33. The system of claim 28, wherein the image analyzer is configured to (i) detect an edge within the field of view and (ii) responsively cause the forcing device to position the mount relative to the detected edge.

34. The system of claim 28, wherein the image analyzer is configured to (i) cause the forcing device to translate the mount along the guide until movement of an object is detected, (ii) compute a centroid of the object and (iii) cause deactivation of the forcing device when the centroid is centered within the field of view.

35. A method of displaying content on a display having an edge, the content being responsive to movement of an object in three-dimensional (3D) space, the method comprising the steps of:

varying an optical path between an image sensor, disposed within the edge, and a field of view in front of the display,

operating the image sensor to capture images of the object within the field of view;

reconstructing, in real time, a changing position and shape of at least a portion of the object in 3D space based on the images; and

causing the display to show content dynamically responsive to the changing position and shape of the object.
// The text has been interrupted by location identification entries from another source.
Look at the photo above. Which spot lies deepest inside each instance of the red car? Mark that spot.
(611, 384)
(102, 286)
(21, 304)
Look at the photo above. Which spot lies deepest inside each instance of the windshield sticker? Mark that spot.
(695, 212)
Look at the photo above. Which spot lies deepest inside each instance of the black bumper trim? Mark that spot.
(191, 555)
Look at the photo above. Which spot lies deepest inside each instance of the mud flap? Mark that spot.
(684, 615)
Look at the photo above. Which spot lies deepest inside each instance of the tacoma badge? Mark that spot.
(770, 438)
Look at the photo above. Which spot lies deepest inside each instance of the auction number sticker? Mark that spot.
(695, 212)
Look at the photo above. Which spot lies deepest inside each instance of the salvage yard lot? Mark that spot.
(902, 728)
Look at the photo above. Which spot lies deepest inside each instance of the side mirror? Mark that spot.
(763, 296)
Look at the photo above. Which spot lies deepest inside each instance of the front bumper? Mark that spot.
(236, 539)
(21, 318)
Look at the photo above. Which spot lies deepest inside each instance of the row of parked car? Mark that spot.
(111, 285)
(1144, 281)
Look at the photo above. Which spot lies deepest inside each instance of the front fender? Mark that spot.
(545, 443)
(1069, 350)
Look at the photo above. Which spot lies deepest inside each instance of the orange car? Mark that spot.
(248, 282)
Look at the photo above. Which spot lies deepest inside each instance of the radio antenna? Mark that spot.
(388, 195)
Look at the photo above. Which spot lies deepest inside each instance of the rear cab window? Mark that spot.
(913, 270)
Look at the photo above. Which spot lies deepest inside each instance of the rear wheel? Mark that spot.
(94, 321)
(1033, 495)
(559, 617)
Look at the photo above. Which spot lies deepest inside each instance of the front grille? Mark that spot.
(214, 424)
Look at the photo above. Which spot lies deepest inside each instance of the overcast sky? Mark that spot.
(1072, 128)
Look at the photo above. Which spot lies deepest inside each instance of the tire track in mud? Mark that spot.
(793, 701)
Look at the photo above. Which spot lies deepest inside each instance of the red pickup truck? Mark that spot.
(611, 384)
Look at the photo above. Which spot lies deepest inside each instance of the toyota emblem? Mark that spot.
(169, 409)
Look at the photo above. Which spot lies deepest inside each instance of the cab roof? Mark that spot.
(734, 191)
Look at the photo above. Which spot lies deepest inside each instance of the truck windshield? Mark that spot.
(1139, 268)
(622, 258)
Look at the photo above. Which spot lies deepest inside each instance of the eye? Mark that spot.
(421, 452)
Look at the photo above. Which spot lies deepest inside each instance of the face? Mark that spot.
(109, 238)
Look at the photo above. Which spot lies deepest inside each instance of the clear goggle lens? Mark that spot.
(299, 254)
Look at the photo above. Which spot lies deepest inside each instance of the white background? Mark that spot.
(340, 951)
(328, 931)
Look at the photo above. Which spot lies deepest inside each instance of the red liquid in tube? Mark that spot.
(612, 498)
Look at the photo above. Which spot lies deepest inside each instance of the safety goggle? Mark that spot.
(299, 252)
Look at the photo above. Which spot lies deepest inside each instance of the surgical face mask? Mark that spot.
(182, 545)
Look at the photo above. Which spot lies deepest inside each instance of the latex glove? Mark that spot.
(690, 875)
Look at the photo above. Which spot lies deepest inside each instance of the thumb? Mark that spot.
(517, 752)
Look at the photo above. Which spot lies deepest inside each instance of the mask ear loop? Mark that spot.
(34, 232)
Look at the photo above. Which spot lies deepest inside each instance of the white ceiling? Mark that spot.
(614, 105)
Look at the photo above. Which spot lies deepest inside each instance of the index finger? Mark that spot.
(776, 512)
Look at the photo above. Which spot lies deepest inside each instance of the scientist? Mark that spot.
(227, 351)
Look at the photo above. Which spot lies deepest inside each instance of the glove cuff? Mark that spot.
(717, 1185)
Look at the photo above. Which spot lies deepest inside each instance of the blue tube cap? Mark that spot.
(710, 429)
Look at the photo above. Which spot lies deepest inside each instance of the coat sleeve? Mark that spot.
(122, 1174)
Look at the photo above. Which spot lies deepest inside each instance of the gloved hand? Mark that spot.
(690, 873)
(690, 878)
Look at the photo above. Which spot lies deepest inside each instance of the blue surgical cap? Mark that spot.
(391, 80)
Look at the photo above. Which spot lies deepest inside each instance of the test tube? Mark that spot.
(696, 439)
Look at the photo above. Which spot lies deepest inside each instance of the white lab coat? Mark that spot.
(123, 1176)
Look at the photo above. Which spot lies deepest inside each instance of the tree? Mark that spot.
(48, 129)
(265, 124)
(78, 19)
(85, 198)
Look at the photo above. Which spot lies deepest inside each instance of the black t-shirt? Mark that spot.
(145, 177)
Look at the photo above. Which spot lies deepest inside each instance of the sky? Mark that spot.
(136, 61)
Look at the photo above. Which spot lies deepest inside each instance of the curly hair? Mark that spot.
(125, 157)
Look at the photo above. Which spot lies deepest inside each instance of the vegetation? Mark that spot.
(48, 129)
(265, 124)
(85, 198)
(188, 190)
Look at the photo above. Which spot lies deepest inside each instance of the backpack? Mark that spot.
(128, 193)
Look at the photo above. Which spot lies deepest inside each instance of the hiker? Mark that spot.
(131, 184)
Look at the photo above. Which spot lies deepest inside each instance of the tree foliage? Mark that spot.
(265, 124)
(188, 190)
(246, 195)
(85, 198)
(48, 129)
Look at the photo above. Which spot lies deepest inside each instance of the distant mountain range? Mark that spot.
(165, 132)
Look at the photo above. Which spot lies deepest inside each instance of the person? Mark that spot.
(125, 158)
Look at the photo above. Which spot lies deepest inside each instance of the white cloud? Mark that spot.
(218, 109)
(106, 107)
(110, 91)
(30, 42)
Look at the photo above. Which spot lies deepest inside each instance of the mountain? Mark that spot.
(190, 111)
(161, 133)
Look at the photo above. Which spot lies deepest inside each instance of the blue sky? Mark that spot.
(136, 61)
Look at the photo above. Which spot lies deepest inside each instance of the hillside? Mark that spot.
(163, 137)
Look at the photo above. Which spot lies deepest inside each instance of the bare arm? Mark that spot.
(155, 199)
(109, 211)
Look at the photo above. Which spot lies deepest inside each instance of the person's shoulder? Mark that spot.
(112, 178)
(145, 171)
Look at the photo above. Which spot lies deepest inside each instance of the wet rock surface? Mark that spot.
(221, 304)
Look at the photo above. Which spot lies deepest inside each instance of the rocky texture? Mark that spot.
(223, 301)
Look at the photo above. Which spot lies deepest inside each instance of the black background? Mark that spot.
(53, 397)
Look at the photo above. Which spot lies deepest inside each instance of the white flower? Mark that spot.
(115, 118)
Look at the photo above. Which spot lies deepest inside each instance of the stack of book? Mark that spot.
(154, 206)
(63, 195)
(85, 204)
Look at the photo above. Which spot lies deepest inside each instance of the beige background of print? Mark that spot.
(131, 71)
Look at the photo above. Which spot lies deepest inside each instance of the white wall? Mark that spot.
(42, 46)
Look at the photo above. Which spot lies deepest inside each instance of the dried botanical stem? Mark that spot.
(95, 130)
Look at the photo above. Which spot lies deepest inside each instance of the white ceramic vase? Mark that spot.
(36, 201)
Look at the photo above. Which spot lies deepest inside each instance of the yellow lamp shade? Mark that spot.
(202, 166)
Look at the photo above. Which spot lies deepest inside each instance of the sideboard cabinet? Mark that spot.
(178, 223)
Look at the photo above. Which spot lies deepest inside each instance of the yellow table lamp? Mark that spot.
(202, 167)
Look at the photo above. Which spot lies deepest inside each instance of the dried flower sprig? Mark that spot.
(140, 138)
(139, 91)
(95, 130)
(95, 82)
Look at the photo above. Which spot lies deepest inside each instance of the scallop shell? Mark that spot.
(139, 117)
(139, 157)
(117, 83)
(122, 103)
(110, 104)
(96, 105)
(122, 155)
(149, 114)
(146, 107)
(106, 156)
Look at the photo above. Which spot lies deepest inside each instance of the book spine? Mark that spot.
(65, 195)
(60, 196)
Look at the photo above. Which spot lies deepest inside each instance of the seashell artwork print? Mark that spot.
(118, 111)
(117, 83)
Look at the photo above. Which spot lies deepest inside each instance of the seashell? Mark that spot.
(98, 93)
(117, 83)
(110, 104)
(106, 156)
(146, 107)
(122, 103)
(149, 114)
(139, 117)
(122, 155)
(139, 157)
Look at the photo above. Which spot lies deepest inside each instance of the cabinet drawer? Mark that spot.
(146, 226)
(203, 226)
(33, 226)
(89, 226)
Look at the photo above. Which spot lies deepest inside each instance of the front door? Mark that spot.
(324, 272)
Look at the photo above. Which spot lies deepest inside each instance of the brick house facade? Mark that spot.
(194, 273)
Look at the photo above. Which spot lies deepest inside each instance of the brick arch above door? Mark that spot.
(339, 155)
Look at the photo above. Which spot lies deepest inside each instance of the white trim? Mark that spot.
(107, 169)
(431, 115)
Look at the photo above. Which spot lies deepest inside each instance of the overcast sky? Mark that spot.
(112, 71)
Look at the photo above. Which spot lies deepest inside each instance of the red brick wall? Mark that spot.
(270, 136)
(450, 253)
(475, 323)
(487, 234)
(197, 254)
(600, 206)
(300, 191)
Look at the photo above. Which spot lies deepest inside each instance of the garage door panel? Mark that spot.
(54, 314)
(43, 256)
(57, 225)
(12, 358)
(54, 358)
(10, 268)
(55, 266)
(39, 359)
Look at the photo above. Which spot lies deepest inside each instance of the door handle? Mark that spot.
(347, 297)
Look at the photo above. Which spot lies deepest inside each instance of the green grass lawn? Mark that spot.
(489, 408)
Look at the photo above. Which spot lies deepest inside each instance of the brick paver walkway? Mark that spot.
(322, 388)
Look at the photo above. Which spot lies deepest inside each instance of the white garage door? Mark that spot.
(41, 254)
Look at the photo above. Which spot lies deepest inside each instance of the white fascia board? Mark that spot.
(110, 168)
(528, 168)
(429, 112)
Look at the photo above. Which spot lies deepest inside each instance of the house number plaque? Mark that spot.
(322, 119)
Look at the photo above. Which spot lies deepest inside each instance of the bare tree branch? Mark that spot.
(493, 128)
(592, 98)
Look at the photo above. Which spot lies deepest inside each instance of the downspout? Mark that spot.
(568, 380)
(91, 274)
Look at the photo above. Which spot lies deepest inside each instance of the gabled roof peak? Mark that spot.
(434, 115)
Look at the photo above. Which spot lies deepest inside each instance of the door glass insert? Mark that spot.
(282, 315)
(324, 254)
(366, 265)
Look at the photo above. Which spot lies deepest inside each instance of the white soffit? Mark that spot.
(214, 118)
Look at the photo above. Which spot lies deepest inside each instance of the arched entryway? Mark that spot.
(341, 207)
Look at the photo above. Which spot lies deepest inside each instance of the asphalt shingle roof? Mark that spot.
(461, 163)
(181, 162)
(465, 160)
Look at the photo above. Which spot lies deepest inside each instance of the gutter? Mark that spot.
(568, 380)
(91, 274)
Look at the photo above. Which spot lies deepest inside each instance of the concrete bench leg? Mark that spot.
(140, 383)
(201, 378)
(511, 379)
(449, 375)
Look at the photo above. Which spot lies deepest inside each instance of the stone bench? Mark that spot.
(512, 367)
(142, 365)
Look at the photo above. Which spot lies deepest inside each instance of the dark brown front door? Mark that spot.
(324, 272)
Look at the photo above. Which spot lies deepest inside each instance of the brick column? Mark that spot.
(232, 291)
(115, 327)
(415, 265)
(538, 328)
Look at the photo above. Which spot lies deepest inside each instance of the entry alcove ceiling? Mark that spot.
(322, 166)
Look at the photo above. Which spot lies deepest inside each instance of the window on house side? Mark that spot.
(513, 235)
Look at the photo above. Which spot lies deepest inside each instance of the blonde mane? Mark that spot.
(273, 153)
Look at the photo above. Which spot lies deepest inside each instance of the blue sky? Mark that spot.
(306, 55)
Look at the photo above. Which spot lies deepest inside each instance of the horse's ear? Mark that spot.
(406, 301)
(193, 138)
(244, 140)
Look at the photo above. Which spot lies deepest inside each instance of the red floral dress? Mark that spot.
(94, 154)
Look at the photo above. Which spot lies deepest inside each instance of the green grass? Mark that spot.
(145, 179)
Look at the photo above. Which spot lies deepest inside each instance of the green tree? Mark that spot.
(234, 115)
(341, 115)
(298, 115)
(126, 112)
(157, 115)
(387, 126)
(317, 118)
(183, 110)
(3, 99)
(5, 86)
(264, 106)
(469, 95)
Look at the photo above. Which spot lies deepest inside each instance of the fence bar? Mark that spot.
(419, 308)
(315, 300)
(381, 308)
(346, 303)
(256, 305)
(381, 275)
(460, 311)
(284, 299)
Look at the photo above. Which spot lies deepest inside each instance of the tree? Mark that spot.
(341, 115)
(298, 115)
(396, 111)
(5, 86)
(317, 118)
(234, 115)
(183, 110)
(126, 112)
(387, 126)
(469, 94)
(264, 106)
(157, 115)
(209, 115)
36. The method of claim 35, wherein the optical path is varied by moving a lens relative to the image sensor.

37. The method of claim 35, wherein the optical path is varied by moving the image sensor relative to a lens.

38. The method of claim 35, further comprising the steps of (i) detecting an edge within the field of view and (ii) responsively positioning the optical path relative to the detected edge.

39. The method of claim 35, further comprising the steps of (i) varying the optical path until movement of an object is detected, (ii) computing a centroid of the object and (iii) centering the centroid within the field of view.